A Republican congresswoman from Tennessee has introduced legislation that would exempt solo practitioners and physicians nearing retirement from the upcoming Medicare reimbursement cuts for physicians who do not meet meaningful-use requirements for electronic health-record systems under the American Recovery and Reinvestment Act.

Rep. Diane Lynn Black, a former nurse and member of the House Budget and Ways and Means committees, re-introduced her Electronic Health Records Improvement Act last month.

Physicians who don't meet meaningful-use targets this year under the Medicare version of the EHR incentive payment program face a 1% cut in their Medicare reimbursements in 2015.

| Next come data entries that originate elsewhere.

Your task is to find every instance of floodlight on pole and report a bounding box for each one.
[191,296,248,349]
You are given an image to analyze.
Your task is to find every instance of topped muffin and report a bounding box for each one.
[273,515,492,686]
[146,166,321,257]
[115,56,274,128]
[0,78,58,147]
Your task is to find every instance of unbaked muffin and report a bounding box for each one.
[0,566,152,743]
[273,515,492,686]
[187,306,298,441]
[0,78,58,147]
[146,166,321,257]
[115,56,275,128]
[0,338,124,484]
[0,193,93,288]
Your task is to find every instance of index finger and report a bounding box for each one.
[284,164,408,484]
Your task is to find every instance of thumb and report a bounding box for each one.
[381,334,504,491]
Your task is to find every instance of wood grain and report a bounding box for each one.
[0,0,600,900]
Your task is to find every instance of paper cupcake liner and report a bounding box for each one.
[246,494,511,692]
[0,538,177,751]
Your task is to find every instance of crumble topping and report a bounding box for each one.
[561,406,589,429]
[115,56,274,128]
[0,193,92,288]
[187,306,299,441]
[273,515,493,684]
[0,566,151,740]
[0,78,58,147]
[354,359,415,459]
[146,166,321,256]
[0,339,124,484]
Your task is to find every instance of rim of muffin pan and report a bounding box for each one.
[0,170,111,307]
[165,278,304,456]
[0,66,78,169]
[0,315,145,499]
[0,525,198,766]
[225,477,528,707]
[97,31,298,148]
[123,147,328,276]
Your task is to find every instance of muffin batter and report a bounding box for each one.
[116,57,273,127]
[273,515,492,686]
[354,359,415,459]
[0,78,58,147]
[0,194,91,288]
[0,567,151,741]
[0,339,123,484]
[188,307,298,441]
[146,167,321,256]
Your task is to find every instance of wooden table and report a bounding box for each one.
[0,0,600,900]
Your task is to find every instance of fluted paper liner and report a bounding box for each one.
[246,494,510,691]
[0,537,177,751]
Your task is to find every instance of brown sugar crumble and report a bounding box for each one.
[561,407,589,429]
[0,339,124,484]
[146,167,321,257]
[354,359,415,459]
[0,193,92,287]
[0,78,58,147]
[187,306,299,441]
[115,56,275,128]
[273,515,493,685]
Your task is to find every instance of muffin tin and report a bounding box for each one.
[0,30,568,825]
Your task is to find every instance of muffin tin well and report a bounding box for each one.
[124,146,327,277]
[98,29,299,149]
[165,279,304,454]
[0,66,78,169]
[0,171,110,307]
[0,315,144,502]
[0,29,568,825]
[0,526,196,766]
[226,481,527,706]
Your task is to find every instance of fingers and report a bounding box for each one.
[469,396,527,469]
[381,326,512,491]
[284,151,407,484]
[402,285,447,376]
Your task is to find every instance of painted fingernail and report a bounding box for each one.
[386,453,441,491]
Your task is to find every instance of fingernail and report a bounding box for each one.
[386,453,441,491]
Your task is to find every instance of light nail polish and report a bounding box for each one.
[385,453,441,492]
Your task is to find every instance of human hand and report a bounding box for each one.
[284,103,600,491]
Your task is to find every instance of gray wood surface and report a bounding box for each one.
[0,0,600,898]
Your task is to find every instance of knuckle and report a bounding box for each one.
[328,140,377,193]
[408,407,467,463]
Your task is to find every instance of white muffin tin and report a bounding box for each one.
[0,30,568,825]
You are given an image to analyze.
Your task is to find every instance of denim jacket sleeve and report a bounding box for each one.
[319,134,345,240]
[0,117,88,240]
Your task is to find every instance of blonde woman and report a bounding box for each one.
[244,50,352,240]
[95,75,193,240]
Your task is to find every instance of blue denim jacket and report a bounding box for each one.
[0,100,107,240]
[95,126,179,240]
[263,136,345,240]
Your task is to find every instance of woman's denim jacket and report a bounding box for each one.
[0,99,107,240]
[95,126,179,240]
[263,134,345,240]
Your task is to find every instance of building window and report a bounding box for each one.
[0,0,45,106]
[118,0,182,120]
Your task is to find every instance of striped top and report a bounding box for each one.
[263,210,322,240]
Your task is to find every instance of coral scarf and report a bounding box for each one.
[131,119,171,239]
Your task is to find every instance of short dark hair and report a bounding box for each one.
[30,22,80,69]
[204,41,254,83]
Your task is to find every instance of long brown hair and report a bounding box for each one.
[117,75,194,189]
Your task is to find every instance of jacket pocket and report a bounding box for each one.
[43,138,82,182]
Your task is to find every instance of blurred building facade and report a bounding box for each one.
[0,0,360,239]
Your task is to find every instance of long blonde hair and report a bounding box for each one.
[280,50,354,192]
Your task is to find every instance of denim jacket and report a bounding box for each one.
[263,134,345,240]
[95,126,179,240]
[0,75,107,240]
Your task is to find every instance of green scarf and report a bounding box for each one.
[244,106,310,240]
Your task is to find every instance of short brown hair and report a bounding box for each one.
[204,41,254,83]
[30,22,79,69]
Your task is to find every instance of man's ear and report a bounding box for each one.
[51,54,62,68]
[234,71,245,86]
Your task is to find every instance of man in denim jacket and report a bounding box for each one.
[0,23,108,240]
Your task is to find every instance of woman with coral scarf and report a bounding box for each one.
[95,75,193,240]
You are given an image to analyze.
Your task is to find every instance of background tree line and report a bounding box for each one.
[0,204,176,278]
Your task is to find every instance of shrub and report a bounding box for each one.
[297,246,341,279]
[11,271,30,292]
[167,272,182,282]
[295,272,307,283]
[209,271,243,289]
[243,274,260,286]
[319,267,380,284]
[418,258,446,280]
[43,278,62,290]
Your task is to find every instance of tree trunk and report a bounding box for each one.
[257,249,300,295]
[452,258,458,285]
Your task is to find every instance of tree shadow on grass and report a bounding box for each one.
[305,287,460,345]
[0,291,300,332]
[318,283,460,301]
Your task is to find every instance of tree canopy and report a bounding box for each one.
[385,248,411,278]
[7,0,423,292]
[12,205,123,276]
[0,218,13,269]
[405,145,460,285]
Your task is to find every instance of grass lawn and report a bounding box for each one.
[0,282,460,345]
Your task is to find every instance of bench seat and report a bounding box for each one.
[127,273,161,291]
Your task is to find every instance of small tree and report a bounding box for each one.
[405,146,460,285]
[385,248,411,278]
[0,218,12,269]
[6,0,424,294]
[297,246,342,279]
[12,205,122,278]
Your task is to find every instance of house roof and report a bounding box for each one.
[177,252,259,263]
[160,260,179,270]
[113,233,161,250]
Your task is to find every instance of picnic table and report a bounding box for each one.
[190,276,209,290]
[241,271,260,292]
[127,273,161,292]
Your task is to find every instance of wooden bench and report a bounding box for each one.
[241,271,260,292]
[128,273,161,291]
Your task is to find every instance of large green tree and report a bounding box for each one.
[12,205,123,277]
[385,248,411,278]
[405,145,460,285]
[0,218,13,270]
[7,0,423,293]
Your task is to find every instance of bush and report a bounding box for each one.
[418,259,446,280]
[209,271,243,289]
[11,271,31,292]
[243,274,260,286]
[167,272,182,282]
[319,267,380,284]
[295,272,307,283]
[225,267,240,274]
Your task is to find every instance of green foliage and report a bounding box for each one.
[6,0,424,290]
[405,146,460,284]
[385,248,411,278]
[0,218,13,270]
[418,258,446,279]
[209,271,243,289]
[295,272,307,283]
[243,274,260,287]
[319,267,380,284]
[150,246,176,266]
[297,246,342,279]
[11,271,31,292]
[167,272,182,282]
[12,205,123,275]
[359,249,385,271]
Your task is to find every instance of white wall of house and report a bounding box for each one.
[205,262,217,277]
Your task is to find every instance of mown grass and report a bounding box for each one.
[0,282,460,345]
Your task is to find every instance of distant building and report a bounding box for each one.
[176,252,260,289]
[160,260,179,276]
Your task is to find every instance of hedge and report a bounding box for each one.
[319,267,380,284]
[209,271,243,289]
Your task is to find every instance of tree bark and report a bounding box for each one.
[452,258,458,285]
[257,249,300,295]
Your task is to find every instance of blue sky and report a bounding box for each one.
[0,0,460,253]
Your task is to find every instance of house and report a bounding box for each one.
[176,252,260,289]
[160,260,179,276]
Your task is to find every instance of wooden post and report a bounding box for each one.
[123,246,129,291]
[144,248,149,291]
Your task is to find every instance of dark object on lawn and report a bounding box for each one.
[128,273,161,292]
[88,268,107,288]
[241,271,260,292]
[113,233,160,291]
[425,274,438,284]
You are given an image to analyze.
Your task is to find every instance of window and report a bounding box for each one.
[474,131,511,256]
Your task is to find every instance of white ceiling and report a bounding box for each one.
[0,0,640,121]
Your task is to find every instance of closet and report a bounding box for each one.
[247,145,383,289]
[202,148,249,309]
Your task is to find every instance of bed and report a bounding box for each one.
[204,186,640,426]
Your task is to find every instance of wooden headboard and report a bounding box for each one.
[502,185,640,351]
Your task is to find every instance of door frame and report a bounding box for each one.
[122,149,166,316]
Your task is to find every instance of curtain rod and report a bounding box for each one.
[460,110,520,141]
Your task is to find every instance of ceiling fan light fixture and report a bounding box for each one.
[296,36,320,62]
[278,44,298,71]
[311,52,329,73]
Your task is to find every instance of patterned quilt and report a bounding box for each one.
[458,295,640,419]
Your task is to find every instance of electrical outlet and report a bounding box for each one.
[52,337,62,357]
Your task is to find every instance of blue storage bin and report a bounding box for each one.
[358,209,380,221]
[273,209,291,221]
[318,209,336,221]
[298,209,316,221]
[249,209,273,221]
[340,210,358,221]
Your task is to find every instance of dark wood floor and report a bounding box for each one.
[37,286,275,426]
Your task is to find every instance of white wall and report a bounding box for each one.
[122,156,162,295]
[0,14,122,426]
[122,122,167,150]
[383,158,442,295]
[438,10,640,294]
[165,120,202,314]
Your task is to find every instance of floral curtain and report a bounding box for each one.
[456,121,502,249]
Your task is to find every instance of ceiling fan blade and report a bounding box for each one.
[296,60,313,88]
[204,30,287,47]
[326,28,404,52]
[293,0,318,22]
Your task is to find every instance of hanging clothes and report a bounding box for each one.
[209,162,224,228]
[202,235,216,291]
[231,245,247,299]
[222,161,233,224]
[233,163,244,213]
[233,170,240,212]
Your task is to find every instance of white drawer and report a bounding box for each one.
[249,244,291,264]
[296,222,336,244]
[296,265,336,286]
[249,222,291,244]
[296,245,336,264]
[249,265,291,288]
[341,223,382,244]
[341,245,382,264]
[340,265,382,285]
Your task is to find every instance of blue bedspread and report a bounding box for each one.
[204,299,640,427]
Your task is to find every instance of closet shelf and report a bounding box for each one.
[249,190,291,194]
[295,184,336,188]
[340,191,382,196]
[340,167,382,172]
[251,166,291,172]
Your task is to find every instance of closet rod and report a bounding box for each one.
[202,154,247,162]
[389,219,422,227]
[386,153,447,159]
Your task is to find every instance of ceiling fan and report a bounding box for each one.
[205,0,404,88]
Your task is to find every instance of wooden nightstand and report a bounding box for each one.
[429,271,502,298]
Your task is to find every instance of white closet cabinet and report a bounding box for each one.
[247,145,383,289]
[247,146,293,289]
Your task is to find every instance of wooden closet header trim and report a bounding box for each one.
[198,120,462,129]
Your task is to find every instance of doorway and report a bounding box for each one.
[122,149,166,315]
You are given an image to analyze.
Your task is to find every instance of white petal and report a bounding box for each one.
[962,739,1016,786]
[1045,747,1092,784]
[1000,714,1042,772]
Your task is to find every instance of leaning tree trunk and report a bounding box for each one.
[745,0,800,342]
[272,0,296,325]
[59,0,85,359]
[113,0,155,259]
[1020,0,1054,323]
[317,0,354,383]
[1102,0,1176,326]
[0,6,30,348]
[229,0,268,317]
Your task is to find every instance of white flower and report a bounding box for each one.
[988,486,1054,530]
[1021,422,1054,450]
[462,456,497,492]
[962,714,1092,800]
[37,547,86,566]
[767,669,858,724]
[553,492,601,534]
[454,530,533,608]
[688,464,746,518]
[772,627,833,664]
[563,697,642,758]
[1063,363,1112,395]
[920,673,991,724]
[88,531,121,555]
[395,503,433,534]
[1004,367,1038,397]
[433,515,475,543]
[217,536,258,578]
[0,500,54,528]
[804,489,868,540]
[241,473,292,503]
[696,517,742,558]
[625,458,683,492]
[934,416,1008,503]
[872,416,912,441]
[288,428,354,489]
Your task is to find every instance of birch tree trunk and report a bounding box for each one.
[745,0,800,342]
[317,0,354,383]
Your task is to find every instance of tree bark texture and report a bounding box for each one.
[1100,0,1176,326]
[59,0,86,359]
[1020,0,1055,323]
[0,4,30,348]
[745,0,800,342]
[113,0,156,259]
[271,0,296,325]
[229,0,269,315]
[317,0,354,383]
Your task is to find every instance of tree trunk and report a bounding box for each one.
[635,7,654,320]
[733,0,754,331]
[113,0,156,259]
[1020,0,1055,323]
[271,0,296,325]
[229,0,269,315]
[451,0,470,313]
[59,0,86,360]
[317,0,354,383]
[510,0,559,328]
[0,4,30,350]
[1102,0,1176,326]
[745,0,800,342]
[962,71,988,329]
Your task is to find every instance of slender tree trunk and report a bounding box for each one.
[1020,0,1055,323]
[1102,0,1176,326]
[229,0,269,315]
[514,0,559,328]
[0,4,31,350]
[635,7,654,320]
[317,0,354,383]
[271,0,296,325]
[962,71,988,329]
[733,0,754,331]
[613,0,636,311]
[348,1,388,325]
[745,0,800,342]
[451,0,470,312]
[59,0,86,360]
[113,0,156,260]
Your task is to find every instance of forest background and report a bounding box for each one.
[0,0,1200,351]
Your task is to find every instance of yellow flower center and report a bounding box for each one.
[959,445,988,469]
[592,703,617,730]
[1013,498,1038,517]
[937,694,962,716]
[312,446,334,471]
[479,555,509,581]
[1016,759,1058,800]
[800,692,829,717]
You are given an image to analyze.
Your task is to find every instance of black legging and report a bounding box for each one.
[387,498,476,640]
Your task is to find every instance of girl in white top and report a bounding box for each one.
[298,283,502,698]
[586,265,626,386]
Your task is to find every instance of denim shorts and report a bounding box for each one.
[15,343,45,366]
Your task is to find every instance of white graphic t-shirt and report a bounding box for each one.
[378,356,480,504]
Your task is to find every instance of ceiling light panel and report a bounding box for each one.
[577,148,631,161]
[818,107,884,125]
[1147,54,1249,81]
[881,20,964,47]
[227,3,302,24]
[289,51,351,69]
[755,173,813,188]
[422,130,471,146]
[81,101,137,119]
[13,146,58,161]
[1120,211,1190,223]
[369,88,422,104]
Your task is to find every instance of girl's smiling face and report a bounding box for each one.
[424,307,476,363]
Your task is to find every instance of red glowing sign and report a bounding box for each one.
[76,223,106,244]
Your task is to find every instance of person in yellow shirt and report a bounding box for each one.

Black's bill provides a three-year exemption from the penalties for payment years 2015 through 2017 if physicians or other eligible professional, collectively known as EPs, are "solo practice” or are “at or near retirement age,” defined as eligible for Social Security on the last day of Dec. 31, 2015 or attain early retirement age “during the 5-year period following” that day.

The bill also would rebate the amount of a reduced payment in 2015, and in years thereafter, if the eligible professional meets the meaningful-use criteria that year.

According to a legislative summary (PDF), the legislation also shortens the current, two-year gap between the performance period and the application of the penalty to no more than one year.

“This two year look-back period unfairly accelerates the date by which physicians must meet meaningful-use requirements to avoid penalties,” the summary said. “Considering the vast amount of resources needed to make this investment, the two year look-back period forces physicians to rush this important decision; potentially with a system that doesn't meet their needs; accept a damaging penalty for not making the investment.”

This bill also includes rural health clinics as “eligible professionals” under the program with the aim of increasing participation among rural healthcare providers and expanding “access to quality care for patients living in rural areas,” the summary said.

It also would require the CMS to add a formal appeals process before the application of penalties.

Congress, in drafting the ARRA, was well aware of a digital divide between urban and rural, and large and small providers, mandating the creation from scratch a network of regional health IT extension centers modeled after the nation's century-old agricultural extension service, to specifically provide IT educational and support services to these underserved providers. So far, $677 million has been allocated under the ARRA to fund them.

Both versions of Black's bill gained the support of the MGMA, and contain “reasonable requests,” according to Robert Tennant, its senior policy adviser. The MGMA “recommended a whole slew of these hardship exemptions.”

“The older physicians who wouldn't want to invest the considerable money it would take to become a meaningful user” should not be penalized, he said.

“It's hard to say where this whole bill is going,” Tennant said. To pass, he said, it's likely it would have to be amended onto another piece of legislation, since stand-alone bills have slim chances of passage. But this is the only legislation out there to amend the ARRA and “there is a lot of interest in this,” he said.